どん、と女の手をナイフが貫き、机に縫い付けた。
絶叫の背後で、蜜柑が口に手を当てる。嘔吐の声が漏れる。檸檬は、あまりの急展開に口を開いたまま眼前の光景を眺めていた。一瞬静まりかえった店内に騒めきが広がる。蜜柑の表情は、檸檬の居る場所からでは見えない。漸く顔を上げたな、と思うと同時に、小気味よい発砲音が耳に届いた。
「気持ちが悪い」自身の手に目を落として蜜柑は呟いた。「帰りたい」
店内の人間を殲滅した蜜柑は返り血に濡れ、吐瀉物と血は混ざり合い、境目など分からなくなっていた。血塗れなのは、一拍遅れて参戦した檸檬も同様だったが。やはりこの広さでは動きに制限が掛かる。床に膝をついている蜜柑に近づき、声を掛けた。
「蜜柑ちゃん」
「何だ」
「いや、何だって言われると、なんだろうな」
打ち合わせで描かれた展開と随分違う。作戦通りに行かないのは仕事の常とはいえ、今回はイレギュラーに逸れたのがあまりに唐突だった。
「ホウレンソウって大事なんだぜ」
蜜柑も常々言っていることを、とりあえず言ってみる。蜜柑がぎゅっと顔を歪めた。
「そんなに嫌だったのかよ、触られたの」
直前にあったことといえば、そのくらいしか思い出せない。
「そんなに飲んでなかったよな?」
何杯かは空けていたが、見ていたところ無理をしている風でもなかった。
「一滴も飲んでない」
「え」
「店主を買収して、自分の方にはノンアルコールを出させた。向こうには度数の強いものを」
通称、クズの手口である。
「先週殺したヤツがやってたのと、同じ手口じゃねえか」
「うるさい、黙れ」
「でも、ならなんで」
「そこの」カウンターに乗っている、注文していたらしいチョコレートを指差す。「中に入っていた」
これで吐いたのか、じゃあ相当じゃねえか、先に言っとけよ、ホウレンソウって大事なんだぜ。言いたいことが湧いて出るが、終わったことをあれこれ言う気も起こらない。

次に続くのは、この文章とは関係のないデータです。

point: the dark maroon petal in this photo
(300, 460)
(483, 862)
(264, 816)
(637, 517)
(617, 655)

「いつもはもう少し平気なんだが。緊張していたのかもしれない」
蜜柑が淡々と、少し掠れた声で言う。自身を客観的に分析した言葉なのだと分かったが、緊張という弱味を覗かせるような発言に思わず口元が緩む。普段、蜜柑というよりむしろグレープフルーツのような分厚い皮を纏い、中身を晒さない相方だ。その果実が見えるような気がした時、檸檬は嬉しい気分になった。

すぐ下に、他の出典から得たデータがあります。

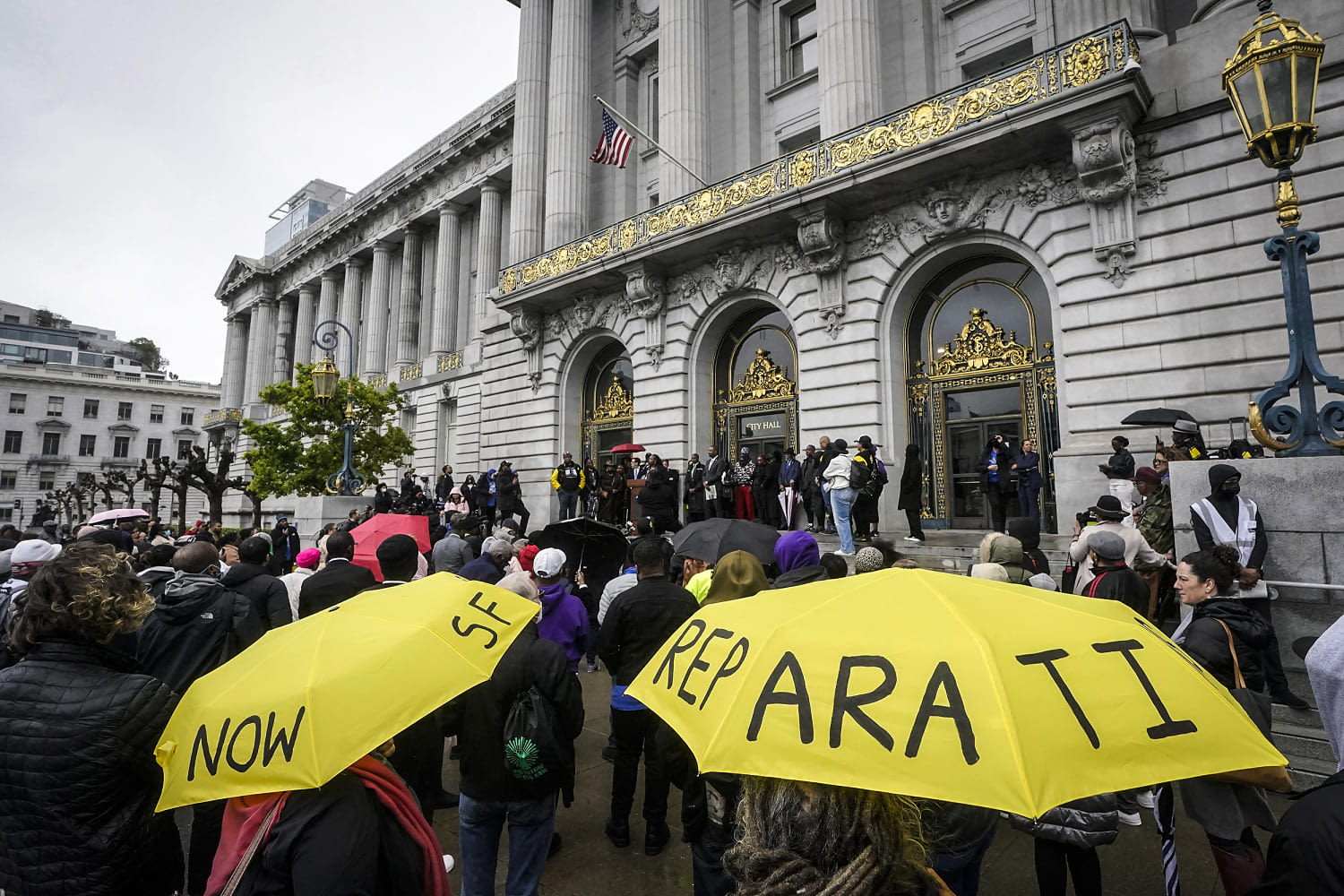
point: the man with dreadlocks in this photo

「まあ、いいじゃねえか。でも情報まだ取ってねえよな。女は殺しちまったし、どうすっか」
「……情報は、昨日店主から聞き出せた」
思いがけない言葉に、目を丸くする。
「え、じゃあもう仕事終わってるじゃねえか」
「念のため、自分の耳で聞いておきたかった。嘘かもしれないし、情報漏れがある可能性もある」
だが、確認を待たずに全員殺してしまった。とはいえ本人の口から直接情報が聞けなければ、周囲の人間から聞き出すというのは常套手段である。このまま依頼主に成果を報告しても、十分に仕事をしたことにはなるだろう。
「とりあえず、水やるよ」
カウンターの奥から瓶に入った水を2本持ってきて、一本を手渡す。蜜柑が心なし億劫そうに蓋を開けるのを横目に見てから、自分も瓶を傾け一息に飲み干す。
透き通るような味がして、美味しかった。